Many suspect that forest health and productivity are
gradually declining, like a garden that is never
fertilized. Dam operators have been trying to mitigate
the loss of this nutrient flow, sometimes by distributing
dead fish into the streams. But scientists needed a way
to measure the effects of these efforts, and therefore
evaluate the benefits of mitigation efforts.
Throwing dead salmon
Felicetti stood streamside, chucking dead salmon, which she
obtained from a fish hatchery. "Marine environments,
where the salmon spend most of their lives, have different
carbon and nitrogen isotopes than terrestrial
environments," Felicetti said. "We can trace these
marine isotopes through the food web."
The stream was deprived of marine nutrients and the
hitchhiking isotopes for a century. By pitching the salmon
carcasses into the stream, Felicetti reintroduced marine
isotopes and tried to follow them, like Hansel and Gretel's
bread crumbs, through the food chain.
Felicetti is a bear biologist by trade, so she knew how to
determine if bears were eating the fish. She set bait
stations and recovered hair from the scene. She also
targeted bats with a mist net, which is like a volleyball
net with ultra-fine webbing. She could take hair samples
from the captured bats and release them unharmed. This way,
she could test the hair for isotopes, and determine whether
the fish nutrients were working their way through the
environment. The presence of marine isotopes in bear and
bat hair would provide evidence that this type of
mitigation was successful.
Preliminary data shows that "mitigation doesn't work
beyond the stream bank when conducted on a small-scale
basis," Felicetti said.
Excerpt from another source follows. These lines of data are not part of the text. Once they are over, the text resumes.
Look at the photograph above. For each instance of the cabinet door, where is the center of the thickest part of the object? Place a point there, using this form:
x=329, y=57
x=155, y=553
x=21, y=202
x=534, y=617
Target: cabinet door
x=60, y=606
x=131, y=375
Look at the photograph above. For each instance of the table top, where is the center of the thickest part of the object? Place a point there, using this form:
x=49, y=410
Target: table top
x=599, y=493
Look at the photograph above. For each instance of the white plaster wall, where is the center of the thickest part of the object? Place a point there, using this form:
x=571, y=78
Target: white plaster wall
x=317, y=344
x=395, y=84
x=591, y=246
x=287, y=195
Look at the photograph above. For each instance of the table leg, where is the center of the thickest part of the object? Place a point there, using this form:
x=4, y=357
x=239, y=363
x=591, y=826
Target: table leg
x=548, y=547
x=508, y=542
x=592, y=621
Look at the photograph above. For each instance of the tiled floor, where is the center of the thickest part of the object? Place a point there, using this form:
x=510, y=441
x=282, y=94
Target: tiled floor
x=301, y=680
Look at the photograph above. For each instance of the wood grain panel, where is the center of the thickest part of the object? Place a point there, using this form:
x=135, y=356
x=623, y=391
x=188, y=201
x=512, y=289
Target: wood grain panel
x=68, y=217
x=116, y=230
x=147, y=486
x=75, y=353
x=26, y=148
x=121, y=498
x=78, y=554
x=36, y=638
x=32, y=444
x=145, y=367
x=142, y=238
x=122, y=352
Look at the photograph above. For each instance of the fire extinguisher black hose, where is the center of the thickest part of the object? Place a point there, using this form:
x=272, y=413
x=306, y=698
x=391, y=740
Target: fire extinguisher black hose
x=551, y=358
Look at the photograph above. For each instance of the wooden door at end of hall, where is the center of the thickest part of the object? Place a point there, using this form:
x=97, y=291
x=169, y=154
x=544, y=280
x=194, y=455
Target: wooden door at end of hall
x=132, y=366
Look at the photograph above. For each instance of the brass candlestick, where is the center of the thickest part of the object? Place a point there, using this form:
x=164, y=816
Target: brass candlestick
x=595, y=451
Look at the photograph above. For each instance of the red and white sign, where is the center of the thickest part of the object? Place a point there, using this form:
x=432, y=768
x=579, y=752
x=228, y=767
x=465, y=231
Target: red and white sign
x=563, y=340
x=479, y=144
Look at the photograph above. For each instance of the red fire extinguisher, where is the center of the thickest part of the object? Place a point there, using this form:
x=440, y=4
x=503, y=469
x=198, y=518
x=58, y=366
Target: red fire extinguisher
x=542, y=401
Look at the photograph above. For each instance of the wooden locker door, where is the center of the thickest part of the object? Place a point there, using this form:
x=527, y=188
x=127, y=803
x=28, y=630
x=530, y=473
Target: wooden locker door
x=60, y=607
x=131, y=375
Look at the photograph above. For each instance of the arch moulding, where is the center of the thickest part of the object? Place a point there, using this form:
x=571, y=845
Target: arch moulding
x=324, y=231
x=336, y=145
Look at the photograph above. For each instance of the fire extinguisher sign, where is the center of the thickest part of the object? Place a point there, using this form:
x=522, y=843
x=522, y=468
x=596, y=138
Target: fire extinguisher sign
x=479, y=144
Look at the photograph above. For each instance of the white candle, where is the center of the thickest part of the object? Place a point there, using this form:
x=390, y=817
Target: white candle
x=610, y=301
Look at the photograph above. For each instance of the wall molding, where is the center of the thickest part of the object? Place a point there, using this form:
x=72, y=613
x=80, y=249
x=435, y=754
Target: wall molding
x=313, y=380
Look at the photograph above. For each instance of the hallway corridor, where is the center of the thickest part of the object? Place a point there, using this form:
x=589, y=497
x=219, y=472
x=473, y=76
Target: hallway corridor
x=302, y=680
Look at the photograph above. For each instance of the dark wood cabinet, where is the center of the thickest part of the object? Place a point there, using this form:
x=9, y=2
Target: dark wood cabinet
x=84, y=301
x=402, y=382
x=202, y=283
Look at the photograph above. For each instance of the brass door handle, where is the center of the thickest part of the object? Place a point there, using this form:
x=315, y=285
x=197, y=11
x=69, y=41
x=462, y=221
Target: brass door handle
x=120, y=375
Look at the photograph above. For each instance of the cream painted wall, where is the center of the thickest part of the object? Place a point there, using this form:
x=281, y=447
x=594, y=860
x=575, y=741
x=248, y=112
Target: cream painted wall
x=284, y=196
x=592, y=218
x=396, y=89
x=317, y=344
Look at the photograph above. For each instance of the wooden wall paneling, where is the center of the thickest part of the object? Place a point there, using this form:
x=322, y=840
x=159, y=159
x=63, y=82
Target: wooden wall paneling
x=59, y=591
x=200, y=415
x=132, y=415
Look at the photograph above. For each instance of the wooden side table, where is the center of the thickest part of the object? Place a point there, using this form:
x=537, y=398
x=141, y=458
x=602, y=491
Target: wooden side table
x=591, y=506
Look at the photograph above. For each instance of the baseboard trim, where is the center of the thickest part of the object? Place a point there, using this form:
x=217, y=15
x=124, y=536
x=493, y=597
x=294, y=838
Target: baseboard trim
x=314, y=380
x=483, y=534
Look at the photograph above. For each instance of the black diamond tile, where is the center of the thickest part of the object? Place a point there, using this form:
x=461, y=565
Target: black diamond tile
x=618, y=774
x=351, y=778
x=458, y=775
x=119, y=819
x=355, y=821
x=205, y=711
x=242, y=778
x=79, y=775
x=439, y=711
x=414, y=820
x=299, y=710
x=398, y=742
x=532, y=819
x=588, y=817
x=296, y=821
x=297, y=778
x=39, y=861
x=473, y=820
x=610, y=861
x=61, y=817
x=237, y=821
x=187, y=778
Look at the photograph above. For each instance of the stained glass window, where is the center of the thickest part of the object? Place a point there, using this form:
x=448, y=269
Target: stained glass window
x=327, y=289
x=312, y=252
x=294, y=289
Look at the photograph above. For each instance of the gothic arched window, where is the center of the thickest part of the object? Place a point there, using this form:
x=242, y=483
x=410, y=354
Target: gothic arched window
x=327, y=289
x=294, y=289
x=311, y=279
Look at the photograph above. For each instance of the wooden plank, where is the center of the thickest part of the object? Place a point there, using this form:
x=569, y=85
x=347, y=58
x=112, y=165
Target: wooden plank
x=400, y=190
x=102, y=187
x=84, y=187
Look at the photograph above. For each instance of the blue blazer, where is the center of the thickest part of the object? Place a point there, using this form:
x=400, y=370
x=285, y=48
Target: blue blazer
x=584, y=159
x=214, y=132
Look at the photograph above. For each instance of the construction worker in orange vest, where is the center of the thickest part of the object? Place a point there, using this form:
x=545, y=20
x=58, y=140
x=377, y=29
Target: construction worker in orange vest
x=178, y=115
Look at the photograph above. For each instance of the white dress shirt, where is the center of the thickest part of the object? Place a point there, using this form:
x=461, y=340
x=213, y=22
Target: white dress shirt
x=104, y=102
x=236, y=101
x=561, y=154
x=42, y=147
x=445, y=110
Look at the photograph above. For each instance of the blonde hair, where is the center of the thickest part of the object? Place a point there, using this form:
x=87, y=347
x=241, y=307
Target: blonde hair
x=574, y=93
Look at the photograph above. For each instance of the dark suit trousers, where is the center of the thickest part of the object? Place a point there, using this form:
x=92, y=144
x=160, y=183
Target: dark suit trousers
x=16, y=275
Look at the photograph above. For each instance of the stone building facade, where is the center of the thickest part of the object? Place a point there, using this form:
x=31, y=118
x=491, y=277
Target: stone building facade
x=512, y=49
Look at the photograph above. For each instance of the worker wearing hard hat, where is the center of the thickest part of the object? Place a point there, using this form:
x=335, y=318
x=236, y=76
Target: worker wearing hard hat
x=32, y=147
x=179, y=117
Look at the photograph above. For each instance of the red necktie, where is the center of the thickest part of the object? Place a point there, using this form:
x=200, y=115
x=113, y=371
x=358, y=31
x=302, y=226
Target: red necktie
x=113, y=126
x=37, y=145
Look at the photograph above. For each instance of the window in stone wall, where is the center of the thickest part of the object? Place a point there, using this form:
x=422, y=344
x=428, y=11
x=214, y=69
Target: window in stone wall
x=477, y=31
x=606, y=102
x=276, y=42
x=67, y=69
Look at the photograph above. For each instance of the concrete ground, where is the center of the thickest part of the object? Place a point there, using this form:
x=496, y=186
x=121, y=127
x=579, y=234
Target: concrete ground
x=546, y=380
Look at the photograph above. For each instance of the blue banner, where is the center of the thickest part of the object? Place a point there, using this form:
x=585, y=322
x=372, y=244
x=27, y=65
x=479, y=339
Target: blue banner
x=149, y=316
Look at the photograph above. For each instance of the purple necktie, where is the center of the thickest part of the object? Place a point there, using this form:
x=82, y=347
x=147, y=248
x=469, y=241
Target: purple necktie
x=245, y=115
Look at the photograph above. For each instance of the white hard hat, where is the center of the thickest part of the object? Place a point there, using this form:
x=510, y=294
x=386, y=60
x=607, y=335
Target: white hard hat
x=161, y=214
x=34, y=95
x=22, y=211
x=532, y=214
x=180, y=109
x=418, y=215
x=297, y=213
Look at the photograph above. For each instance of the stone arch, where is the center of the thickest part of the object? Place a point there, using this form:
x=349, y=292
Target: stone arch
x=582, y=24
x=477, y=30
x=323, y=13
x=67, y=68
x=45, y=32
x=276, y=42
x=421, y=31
Aquatic vertebrates and
invertebrates feed on the fish carcasses within the small
stretches where carcasses were provided, but when only a
few hundred yards of streams can be fertilized economically
in this manner the larger terrestrial system does not
benefit. The isotopes were not detected in the
terrestrial food chain, meaning that nutrients from the
dead fish were not making their way into the forest.
"Bears are very tied to fish when abundant," Felicetti
explained. For example, a large, adult, male Alaskan brown
bear can consume as much as 6,600 lbs. of salmon per bear
per year, while females can consume 3,300 lbs. This
amount of food provides from 50 to 70 percent of the bears'
annual nourishment. "But bears don't key in on dead
fish like they key in on live fish," said Felicetti.
"They will respond to the motion and sound of a fish
in shallow spawning streams, but they don't get that with
the fish carcasses and we could never distribute the amount
of hatchery fish that healthy, natural salmon runs would
This project was funded by the Bonneville Power
Administration. Colden Baxter, associate professor of
Ecology at Idaho State University and his Ph.D. student
Scott Collins also collaborated on the project, focusing
on the aquatic aspects. This study was depicted on the
PBS program Nature, on their "Running the Gauntlet"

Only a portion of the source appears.